Insitekaltim, Samarinda – Dugaan pelecehan seksual yang dilakukan seorang pembina Pramuka terhadap empat remaja perempuan di Samarinda memicu keprihatinan luas. Keempat korban yang berusia sekitar 19 tahun disebut sedang membantu kegiatan Pramuka di sekolah almamater mereka saat kejadian terjadi.
Kasus ini memunculkan pertanyaan serius tentang keamanan dan perlindungan anak di lingkungan pendidikan. DPRD Kalimantan Timur (Kaltim) ikut merespons kejadian yang membuat banyak orang tua khawatir.
Anggota Komisi IV DPRD Kaltim Damayanti menyebut peristiwa ini mencederai kepercayaan publik terhadap lembaga pendidikan dan organisasi pembinaan generasi muda seperti Pramuka.
“Pramuka seharusnya menjadi ruang anak-anak belajar nilai kepemimpinan dan kedisiplinan. Kalau terjadi pelecehan, ini merusak semua tujuan baik itu,” kata Damayanti, di Kantor DPRD Kaltim Senin 30 Juni 2025.
Menurut Damayanti, sekolah dan organisasi harus serius menciptakan lingkungan yang aman bagi anak-anak dan remaja. Tidak cukup hanya mengandalkan aturan, tetapi juga perlu pengawasan ketat di lapangan.
“Semua pihak punya tanggung jawab. Tidak bisa hanya dibebankan ke satu lembaga saja. Masyarakat juga harus berperan,” ujarnya.
Saat ini, Tim Reaksi Cepat Perlindungan Perempuan dan Anak (TRC PPA) Kaltim sudah mulai memantau kasus sejak laporan awal beredar.
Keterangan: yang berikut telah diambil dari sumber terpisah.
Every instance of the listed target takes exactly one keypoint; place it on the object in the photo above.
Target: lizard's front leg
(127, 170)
Namun, tindak lanjut formal masih menunggu bukti yang cukup untuk proses hukum lebih lanjut.
“Butuh proses dan bukti kuat supaya persoalan ini bisa selesai dengan jelas. Kita semua berharap tidak ada yang ditutup-tutupi,” ucap Damayanti.
Selain bentuk pelecehan fisik, Damayanti juga menyoroti perilaku verbal seperti cat calling yang sering dianggap sepele. Baginya, cat calling juga termasuk pelecehan dan dapat berdampak negatif pada psikologis korban.
“Bukan hanya soal tindakan fisik. Kalimat-kalimat merendahkan juga bentuk pelecehan,” ujarnya.
Saat ini komisi IV belum melakukan pemanggilan pihak terkait seperti Kwartir Cabang Pramuka atau instansi pendidikan. Belum ada laporan resmi yang diterima, sehingga langkah selanjutnya masih menunggu.
“Kalau ada laporan resmi, kami siap menindaklanjuti. Sekarang kita catat ini sebagai masalah serius,” kata Damayanti.
Ia menilai, lembaga pendidikan di Kaltim wajib memastikan keselamatan dan kenyamanan bagi peserta didik. Tidak boleh ada siswa yang merasa takut atau terancam saat belajar dan beraktivitas di lingkungan sekolah.
“Sekolah harus menjadi tempat aman, bukan sumber trauma,” ujarnya.
Damayanti mengajak seluruh pihak untuk bersama-sama mencegah kekerasan dan pelecehan di lingkungan pendidikan. Perlindungan anak harus menjadi prioritas utama, bukan sekadar formalitas.
“Anak-anak adalah masa depan kita. Jika hari ini mereka tidak dilindungi, akan berdampak pada generasi berikutnya,” ucapnya.
Kasus ini menjadi pengingat agar setiap lembaga, baik pemerintah maupun non-pemerintah, memperkuat pengawasan dan membangun sistem perlindungan yang lebih ketat.
Damayanti berharap, kejadian di Samarinda tidak terulang di daerah lain dan menjadi pelajaran penting dalam memperbaiki tata kelola perlindungan anak di Kaltim.